Poi vediamo entrare ancora in scena gli scribi, questi però venuti apposta da Gerusalemme. Senza alcun pudore gli danno addirittura dell’indemoniato (Mc 3,22.30). Ci mancava anche questa. E il bello è che Gesù chiama anche loro e cerca di farli ragionare enunciando, attraverso una paraboletta, un criterio di discernimento che capirebbero anche gli atei (Mc 3,23-27). La sentenza che segue serve per ammonirli del peccato più grave che si possa commettere e in cui si stanno cacciando da soli: la resistenza ostinata all’amore di Dio che perdona, ovvero la bestemmia imperdonabile di non voler riconoscere l’identità di Dio che è Misericordia infinita, cercando di vivere della propria sicurezza religiosa e della propria giustizia. Come non riconoscere questo pericolo nel quale incorrono anche oggi tanti fratelli cristiani? In proposito consiglio vivamente di leggere tutto il capitolo 2 di Gaudete et exsultate. Riassumendo: gli scribi rappresentano tutti quelli che, invece di accogliere umilmente in dono la realtà, preferiscono metterla in discussione negando l’evidenza, perché sono tra coloro che fanno del loro sapere un arma per difendere prestigio e favori che vengono da esso. Insomma, tutti quei teologi (tra essi anche vescovi!…) che si sentono forti delle loro conoscenze, ma che non hanno ancora la sapienza della Croce!

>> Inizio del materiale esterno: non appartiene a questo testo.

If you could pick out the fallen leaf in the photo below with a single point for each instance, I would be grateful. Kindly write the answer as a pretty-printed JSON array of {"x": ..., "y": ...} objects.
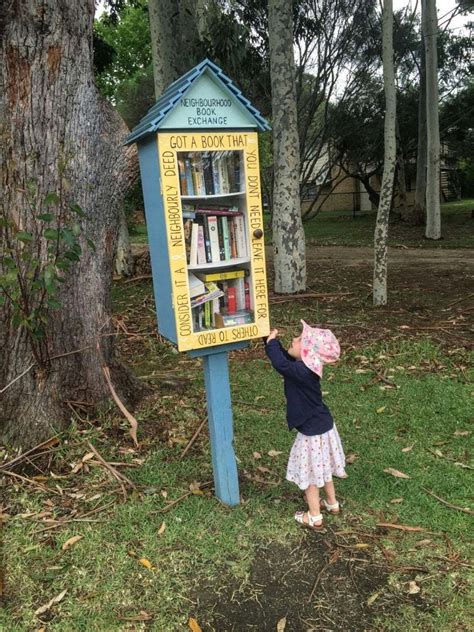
[
  {"x": 194, "y": 625},
  {"x": 51, "y": 603},
  {"x": 274, "y": 453},
  {"x": 162, "y": 528},
  {"x": 195, "y": 488},
  {"x": 372, "y": 598},
  {"x": 281, "y": 625},
  {"x": 395, "y": 473},
  {"x": 413, "y": 588},
  {"x": 71, "y": 541},
  {"x": 141, "y": 616},
  {"x": 146, "y": 563}
]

Il racconto termina con un nuovo “assalto” dei parenti, questa volta c’è anche Maria (Mc 3,31). Viene riferito a Gesù che sua madre con i suoi fratelli, fuori dalla folla che lo circonda, lo cercano (Mc 3,32). Questa richiesta permette al Signore di stabilire con chiarezza come stanno le cose: con la sua venuta, Gesù fa saltare l’ordine dei legami umani. Principio di appartenenza familiare a Gesù non è una relazione naturale di sangue. Anche se sono suoi parenti (a parte sua madre), sono estranei, non sono dentro la sua cerchia. C’è un “dentro” e un “fuori” assolutamente nuovi. Quelli che invece mettono Gesù dentro, ovvero al centro della propria attenzione, sono dei suoi, perché lo ascoltano e si fanno trasformare dal potere della sua Parola. Che significa per noi che leggiamo oggi questo testo? Come battezzati siamo entrati a far parte gratuitamente della famiglia di Dio. Ma anche noi possiamo ingannarci e pensare di appartenere alla sua chiesa di diritto, perché siamo cristiani, ed essere invece dei perfetti estranei. “Cristiani”, cioè di Cristo, lo si è se Gesù (non io!) è al centro del nostro cuore. Se Lui è lì, allora ci accorgiamo anche che gli altri sono nostri fratelli. Anzi, di più. Girando lo sguardo su quelli che gli stavano seduti attorno disse: ecco mia madre e i miei fratelli (Mc 3,34). Chi ascolta Gesù compie la volontà di Dio e viene da Lui insignito dell’onore impareggiabile di essere suo fratello, sorella e madre (Mc 3,35). Dobbiamo allora chiederci se vogliamo essere o solo apparire dei suoi.